Our weekly focus on the moving image and art in the streets. And other oddities.
Now screening :
1.The Subconcious Art of Graffiti Removal
2. Bushwick Collective Block Party 2017
3. Street Art Berlin 2018 – Yasha’s Friends
4. Adnate: Indigenous Recognition in Sheep Hills – Silo Art Documentary
5. Alva Moca 12 + 1 Contorno Urbano
BSA Special Feature: The Subconcious Art of Graffiti Removal
“The artists creating it are unconscious of their artistic achievements”
Today an excerpt from an intellectually stimulating cogitation on the buff as art by Matt McCormick at the turn of the century. Looking glass perspective, scholarly rigorous investigation, humorous satire, art-speak laden skewering of pomposity – they all seem possible
“With roots in minimalism, abstract expressionism, and Russian constructivism graffiti removal is both a continuation of these movements and an important step in the future of modern art.”
“Hats off to Matt McCormick’s “Subconscious Art of Graffiti Removal,” an award-winning 16-minute film that wryly documents the antigraffiti campaigns in several northwest cities.

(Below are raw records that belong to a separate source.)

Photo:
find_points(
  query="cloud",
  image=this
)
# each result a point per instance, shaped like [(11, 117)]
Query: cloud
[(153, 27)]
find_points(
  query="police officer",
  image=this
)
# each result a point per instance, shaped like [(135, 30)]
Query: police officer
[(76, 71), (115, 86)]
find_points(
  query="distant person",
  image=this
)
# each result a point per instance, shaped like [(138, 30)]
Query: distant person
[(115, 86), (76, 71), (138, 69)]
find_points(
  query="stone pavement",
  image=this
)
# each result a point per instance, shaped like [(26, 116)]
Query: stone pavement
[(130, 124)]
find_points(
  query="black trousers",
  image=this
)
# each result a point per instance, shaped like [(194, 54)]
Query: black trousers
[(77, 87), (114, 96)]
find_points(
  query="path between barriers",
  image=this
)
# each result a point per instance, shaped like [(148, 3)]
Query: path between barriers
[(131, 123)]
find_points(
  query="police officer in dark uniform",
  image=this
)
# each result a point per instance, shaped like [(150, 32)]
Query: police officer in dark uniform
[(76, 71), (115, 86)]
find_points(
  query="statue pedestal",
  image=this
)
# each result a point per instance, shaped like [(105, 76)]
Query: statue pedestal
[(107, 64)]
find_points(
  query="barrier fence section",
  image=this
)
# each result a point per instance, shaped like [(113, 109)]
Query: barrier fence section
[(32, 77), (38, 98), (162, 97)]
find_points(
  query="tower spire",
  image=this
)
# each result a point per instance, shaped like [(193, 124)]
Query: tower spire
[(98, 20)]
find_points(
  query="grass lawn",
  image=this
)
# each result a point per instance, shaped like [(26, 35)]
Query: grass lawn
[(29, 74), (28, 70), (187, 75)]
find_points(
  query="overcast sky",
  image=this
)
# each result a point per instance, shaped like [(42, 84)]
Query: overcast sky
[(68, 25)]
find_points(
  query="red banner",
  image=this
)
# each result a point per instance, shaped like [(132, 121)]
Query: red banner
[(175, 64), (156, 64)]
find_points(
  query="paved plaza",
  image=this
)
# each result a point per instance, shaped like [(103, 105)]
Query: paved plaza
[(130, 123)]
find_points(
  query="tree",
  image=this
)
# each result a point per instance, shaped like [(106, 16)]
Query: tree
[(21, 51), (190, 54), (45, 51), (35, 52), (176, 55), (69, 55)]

Painting over graffiti yields public abstract painting that looks peculiarly modernist and brings to mind Rothko, Motherwell and even Malevich.”
Roberta Smith, The New York Times
Bushwick Collective Block Party 2017
Because we have just endured 4 snowstorms in March, let’s think about the Bushwick Collective Block Party and Film Festival last summer. Yaaaaaaaaaas.
Street Art Berlin 2018 – Yasha’s Friends
Adnate: Indigenous Recognition in Sheep Hills – Silo Art Documentary
“It’s not about feeling guilty, it’s about recognition.”
“In the remote country town of Sheep Hills, Australia, world renowned street artist Adnate brings the indigenous history of the region, and the country as a whole, back into the forefront of peoples minds. This short form documentary follows Adnate as he paints a huge disused grain silo, celebrating the lands first inhabitants and discussing the importance of recognition.”
Alva Moca 12 + 1 Contorno Urbano
“Organic patterning that verges on Op Art tumbled with flatly folk outsider aesthetics, commercial diagrammatics and Picasso cut-outs, Spanish artist Alva Moca has a lot going on in his head,” sayest we a few weeks ago when writing about this new mural. Today we see a video about it.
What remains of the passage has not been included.